There was more than annoyance in my mother’s face. There was a flash of pure anger.
“From the trader, how else? Ursilla scented Power in him. He can only be one of those set to stir up mischief and strife. In other days there were such, traveling among our people, striving to influence them this way or that. Ursilla has read the stars. They are not well positioned for Car Do Prawn, perhaps even for this land.”
“You say that the Lady Eldris favors Maughus, that I know. But custom is custom. She cannot pass over the fact that I was born your son, thus am heir.” I was feeling my way cautiously, again as might a scout in forbidden territory, but here I must deal with words and not patches of shielding shadow among fields.
“Fool!” My mother arose to her feet, giving an impatient shove to the table that sent one paintpot to smash upon the stone.
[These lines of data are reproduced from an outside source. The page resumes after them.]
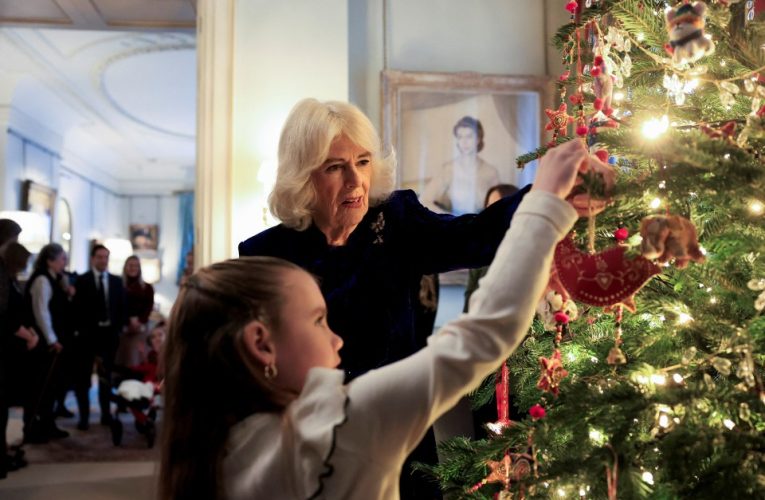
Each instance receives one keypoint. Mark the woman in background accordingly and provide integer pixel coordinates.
(459, 185)
(51, 315)
(139, 297)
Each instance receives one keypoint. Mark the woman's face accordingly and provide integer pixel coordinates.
(58, 264)
(132, 268)
(342, 186)
(467, 140)
(157, 338)
(303, 339)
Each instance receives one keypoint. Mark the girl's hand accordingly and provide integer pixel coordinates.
(559, 166)
(558, 174)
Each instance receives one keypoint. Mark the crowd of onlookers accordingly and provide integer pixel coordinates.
(58, 328)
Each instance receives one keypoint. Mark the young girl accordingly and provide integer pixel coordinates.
(254, 407)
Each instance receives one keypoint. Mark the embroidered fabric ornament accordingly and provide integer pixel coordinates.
(559, 119)
(687, 42)
(552, 373)
(604, 278)
(616, 357)
(621, 234)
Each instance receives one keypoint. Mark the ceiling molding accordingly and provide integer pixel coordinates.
(146, 15)
(104, 90)
(25, 13)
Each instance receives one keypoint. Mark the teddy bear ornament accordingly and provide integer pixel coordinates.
(687, 41)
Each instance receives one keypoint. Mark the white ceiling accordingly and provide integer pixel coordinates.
(119, 105)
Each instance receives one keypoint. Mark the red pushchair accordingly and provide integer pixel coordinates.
(139, 394)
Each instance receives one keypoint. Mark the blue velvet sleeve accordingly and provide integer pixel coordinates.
(436, 243)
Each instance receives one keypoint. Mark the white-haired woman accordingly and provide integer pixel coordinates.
(369, 245)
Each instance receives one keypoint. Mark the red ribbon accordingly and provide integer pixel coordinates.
(503, 395)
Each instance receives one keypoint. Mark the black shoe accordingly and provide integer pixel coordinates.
(56, 433)
(15, 462)
(36, 438)
(63, 412)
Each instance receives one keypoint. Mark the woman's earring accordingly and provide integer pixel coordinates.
(270, 371)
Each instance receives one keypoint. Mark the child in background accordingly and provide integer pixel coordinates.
(255, 407)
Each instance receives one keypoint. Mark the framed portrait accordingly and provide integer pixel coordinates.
(144, 236)
(41, 200)
(458, 134)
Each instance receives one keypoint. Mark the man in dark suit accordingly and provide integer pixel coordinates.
(100, 306)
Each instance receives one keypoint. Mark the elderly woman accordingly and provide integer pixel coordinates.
(369, 246)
She paid no attention to the breakage. “A shape-changer is always vulnerable. Unless he is a trained Were, he has no control over such changes. Do you think that any within Car Do Prawn would accept your lordship if they knew that was your failing? It was tried here once before. There was an heir true born before Erach, of a different father. He was half Were, and when that was known, his mother, all within these walls, exiled him. You are not even half Were. Wear the cursed belt and you will not be able to control shape-changing. One moment a man—the next an animal! Do you think Thaney—any maid would wed with you? You would be hunted out from these walls. And—the longer you cling to that thing of horror—the deeper will become its hold on you! Give it to me!”